科学者は15年以上前から、天然に高濃度の砒素を含むヒマラヤ山脈の広大な汚染源を特定し、それが下流の河川流域を汚染していると説明してきた。そして、ヒマラヤ山脈を源とするガンジス河やジャムナ河やメコン河によって運ばれた堆積物の砒素が水に溶けて帯水層(地下水層)に移行し、帯水層の水が井戸により汲み上げられ、灌漑や飲料水として使われていると警告してきた。
調査が進むにつれ、砒素は地下水にとどまらず、それを使用した稲や野菜などの農作物や家畜にも含まれている事が判明し、影響はますます広範囲、かつ深刻な問題になっている。

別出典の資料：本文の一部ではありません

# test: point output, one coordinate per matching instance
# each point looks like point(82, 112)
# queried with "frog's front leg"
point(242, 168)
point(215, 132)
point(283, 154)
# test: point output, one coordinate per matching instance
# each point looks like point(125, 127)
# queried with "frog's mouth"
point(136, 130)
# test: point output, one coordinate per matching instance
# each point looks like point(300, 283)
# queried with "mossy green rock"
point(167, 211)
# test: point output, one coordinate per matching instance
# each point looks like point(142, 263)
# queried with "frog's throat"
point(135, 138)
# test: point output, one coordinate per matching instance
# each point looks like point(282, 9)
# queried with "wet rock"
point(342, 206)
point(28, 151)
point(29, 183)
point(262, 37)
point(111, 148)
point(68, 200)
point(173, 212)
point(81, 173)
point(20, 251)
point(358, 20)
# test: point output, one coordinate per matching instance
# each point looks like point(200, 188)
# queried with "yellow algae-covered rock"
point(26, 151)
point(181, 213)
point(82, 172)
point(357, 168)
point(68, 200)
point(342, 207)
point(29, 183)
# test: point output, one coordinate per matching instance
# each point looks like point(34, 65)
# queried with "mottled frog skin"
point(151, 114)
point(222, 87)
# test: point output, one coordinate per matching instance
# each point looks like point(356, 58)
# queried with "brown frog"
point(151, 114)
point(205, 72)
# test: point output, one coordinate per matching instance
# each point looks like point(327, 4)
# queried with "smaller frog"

貧困を救うために、ユニセフや各国の援助により、善意で作られた井戸であるが、結果は複雑なことになってしまった。


生きるためには砒素を含む水を飲むしかない‥‥

人口が極端に多くて貧しい国では、生きるためには水を確保するのが先決で、国土全地域の砒素対策まで手が回らないのが実情であろう。砒素により発病するのは数年後だが、水を飲まないと直ちに死んでしまう。有効な対策をとるにしても、余りにも汚染範囲が広いので、浄化装置の建設や他場所から代替水を求める資金や技術もない。しかも工場廃水などの人為汚染ではなく、自然界による広範囲の汚染であるため、汚染は底なしの様相である。
 
ユニセフは、こうした状況に対応すべく、バングラデシュ政府公衆衛生工学局と共に、簡単な仕組みで容易に使用できる溜池の砂濾過器を開発し、汚染の深刻な地帯に優先して設置を行っている。雨水や川の水を溜めた池の水は、衛生的には兎も角、砒素は含まないので、これを濾過して飲用とするためである。しかし、池の水を全量濾過しても乾季には水が不足し、砒素を含む井戸水を飲むしか方法がない。
 
前述のグラミン銀行の16の決意 の中に、「私たちは井戸の水を飲む」の意の一項目がある。これは、溜池の水を止めて清潔な井戸の水を飲むことを指しているのであろうが、何ともやりきれない。
日本からは、JICAや宮崎大学、NPO法人アジア砒素ネットワーク他が調査・対策に協力している。政府も無償資金協力を行っている。

2年前にガルワール・ヒマラヤの「花の谷」を訪れた時、道中でヒンドゥー教徒がガンジス河に沐浴し、ガンジス河の神聖な水を口に含む様子を何度も見た。ガンジス河の水そのものが高濃度の砒素に汚染されているのではない。流れる水や雨水は、砒素に対しては安全である。下流のデルタ地帯の帯水層(地下水層)の砒素汚染は、数万年、数十万年にわたって堆積されたものである。